Pada suatu kesempatan, tahun 2012, di sudut kota yang dipimpin Wali Kota Benhur Tomi Mano ini, kami meneguk kopi. Bercerita dan bercanda.
Tapi saya terhenyak. Tergelitik. Dan tertarik untuk menarik saripati dari perbincangan kami.
Anak ini ternyata punya potensi dan visi, yang jarang dimiliki anak muda Papua lainnya. Horison berpikir dan pemahamannya kaya tentang Papua.
Sambil meneguk kopi arabika dari Moanemani, Dogiyai–sebuah dataran tinggi yang sejuk di sekitar Paniai–Abeth menceritakan cita-citanya.
“Pandanglah bintang tinggi di langit. Jangan pernah menyerah saat bekerja karena bekerja dapat memberimu arti kehidupan dan hidup akan hampa tanpanya. Bila kamu beruntung menemukan cinta, jangan sia-siakan itu.”
Kata tukilan dan nasihat Stephen Hawking ini rupanya menginspirasi Abeth. Ini sebenarnya nasihat Hawking pada anaknya suatu kesempatan.
“Bila kamu beruntung menemukan cinta, jangan sia-siakan itu.” Ya, cinta yang dimaksud ini, menurut Abeth adalah peluang. Peluang untuk melangkah lebih jauh. Bertolak lebih dalam.
Jurnalis pemberani
Berawal dari seorang blogger, Abeth memberanikan diri menjadi jurnalis.
Menulis tentang fakta, mengolah kata demi kata, berlatih mencermati keruntutan alur berita, mengecek kelogisan isi berita, kemudian menulis cerita, baik fiksi maupun non-fiksi.
Keseharian anak ini berkutat dengan banyak hal: ekonomi, politik, sosial, budaya, lingkungan, dan persoalan lainnya.
Hingga tahun 2011, ia menjadi jurnalis untuk Harian Papua Pos dan Majalah Selangkah, hingga 2015.
Tak berhenti di situ. Ia memberanikan diri untuk menjadi jurnalis pada Koran Jubi dan tabloidjubi.com pada paruh 2014.
Di kalangan jurnalis Papua, Amoye dikenal berani. Dia berani ‘mendobrak’ pintu raksasa melalui tulisan kritisnya. Tulisan-tulisannya jelas memihak masyarakat akar rumput–mereka yang teraniaya, diskriminasi, bahkan tersingkirkan oleh kebijakan pemerintah.

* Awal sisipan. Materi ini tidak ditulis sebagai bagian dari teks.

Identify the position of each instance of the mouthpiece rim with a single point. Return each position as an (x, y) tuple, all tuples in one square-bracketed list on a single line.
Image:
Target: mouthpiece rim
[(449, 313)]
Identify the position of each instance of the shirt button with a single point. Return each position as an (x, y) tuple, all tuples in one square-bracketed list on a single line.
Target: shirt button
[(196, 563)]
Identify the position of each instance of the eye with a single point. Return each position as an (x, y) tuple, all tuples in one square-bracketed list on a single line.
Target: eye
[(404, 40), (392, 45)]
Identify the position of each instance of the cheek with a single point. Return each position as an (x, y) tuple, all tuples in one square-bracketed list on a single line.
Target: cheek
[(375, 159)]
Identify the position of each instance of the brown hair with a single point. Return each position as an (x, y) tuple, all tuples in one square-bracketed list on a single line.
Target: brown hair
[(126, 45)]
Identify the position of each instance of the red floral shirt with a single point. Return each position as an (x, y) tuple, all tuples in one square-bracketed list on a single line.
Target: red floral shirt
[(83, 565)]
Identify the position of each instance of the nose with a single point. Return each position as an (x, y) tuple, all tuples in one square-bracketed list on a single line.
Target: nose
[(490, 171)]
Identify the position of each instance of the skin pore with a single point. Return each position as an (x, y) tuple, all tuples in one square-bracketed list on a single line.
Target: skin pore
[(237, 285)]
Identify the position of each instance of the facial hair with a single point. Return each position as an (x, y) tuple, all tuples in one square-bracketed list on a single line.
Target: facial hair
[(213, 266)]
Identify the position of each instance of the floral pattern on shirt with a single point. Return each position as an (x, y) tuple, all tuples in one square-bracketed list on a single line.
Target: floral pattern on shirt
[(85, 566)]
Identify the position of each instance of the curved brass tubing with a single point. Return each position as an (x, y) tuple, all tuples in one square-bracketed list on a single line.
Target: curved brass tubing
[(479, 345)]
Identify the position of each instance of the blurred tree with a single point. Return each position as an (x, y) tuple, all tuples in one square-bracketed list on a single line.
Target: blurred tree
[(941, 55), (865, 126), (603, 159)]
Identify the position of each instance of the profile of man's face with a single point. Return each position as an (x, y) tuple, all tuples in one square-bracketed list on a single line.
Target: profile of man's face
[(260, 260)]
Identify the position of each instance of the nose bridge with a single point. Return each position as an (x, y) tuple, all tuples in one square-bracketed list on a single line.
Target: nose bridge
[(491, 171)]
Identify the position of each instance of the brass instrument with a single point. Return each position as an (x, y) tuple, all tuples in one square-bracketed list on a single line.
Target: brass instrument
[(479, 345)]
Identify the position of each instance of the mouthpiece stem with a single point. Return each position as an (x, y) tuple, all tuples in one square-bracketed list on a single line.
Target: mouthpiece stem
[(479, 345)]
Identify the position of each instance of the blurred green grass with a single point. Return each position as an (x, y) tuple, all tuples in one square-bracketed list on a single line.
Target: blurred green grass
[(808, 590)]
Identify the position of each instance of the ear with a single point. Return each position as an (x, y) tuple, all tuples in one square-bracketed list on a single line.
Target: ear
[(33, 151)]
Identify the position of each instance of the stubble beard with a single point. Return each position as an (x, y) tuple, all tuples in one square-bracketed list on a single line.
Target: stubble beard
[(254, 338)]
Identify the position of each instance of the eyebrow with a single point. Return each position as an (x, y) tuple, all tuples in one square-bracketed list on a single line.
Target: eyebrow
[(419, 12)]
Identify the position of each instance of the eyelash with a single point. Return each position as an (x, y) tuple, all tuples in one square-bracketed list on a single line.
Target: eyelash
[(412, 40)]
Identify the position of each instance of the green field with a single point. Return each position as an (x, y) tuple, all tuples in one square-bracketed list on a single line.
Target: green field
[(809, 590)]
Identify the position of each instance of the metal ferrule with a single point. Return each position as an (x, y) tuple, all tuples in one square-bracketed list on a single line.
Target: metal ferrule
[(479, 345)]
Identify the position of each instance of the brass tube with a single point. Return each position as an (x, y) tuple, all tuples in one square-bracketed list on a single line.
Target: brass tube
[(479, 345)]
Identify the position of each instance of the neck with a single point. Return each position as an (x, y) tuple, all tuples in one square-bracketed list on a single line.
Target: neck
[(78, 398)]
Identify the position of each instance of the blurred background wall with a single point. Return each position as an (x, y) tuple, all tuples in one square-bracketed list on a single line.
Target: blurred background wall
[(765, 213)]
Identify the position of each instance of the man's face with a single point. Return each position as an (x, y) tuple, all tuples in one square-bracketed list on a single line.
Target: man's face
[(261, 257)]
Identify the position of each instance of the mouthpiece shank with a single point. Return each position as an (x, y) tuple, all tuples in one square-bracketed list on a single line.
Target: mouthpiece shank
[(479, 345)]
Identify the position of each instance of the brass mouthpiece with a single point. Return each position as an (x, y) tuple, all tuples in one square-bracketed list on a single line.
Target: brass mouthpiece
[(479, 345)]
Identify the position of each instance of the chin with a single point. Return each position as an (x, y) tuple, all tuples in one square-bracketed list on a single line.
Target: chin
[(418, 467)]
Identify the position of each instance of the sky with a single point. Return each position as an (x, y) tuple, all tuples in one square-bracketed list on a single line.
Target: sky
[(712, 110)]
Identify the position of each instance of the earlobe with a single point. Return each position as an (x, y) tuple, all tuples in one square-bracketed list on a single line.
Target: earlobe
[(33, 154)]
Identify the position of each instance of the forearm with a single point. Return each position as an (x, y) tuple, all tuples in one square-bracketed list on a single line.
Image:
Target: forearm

Tulisan-tulisan kritis itu, kadang dianiya oleh pihak penguasa daerah, seperti pemerintah, pengusaha dan aparat keamanan. Bagaimana tidak, kasus Paniai Berdarah, 8 Desember 2014, yang menewaskan empat pelajar SMA, di lapangan Karel Gobay, ditulisnya. Ketika itu dirinya berada di Enarotali.
Atas pemberitaannya, masalah itu mendunia. Penguasa pusing. Dalam waktu yang sangat singkat, para pimpinan negara Indonesia tiba di Paniai, dari tingkat provinsi hingga pemerintah pusat di Jakarta.
“Saat itu saya dibatasi mewawancarai ‘orang-orang’ itu, karena akan menanyakan sesuatu yang lebih tajam,” kenang Abeth.
Hingga kini mantan wakil ketua Himpunan Mahasiwa Jurusan (HMJ) Arsitektur USTJ ini masih konsisten dengan kematian empat siswa yang masih belum dipertanggungjawabkan secara prosefesional oleh negara.
“Perlu diakui bahwa pelaku penembakan empat pelajar itu adalah oknum TNI dan Polri,” katanya.
Terkait kasus ini, mantan Komisioner Komnas HAM RI, Natalius Pigai pernah mengatakan, semua tulisan Abeth You selalu membuat para petinggi di Jakarta kena jantungan.
“Kita di Jakarta sering jantungan karena berita kritis yang ditulis adikku Abeth,” kata Pigai seperti ditirukan Abeth You.
Naluri jurnalistik Amoye terus diasah. Intuisinya tajam. Ia berhasil menembus “rahasia” yang tak tersingkap.
Awal November 2016, kontributor satuharapan.com ini juga membongkar rahasia di balik operasi Taman Anggrek dan Taman Burung di Kabupaten Biak Numfor. Satwa-satwa di taman ini mati karena tak terurus.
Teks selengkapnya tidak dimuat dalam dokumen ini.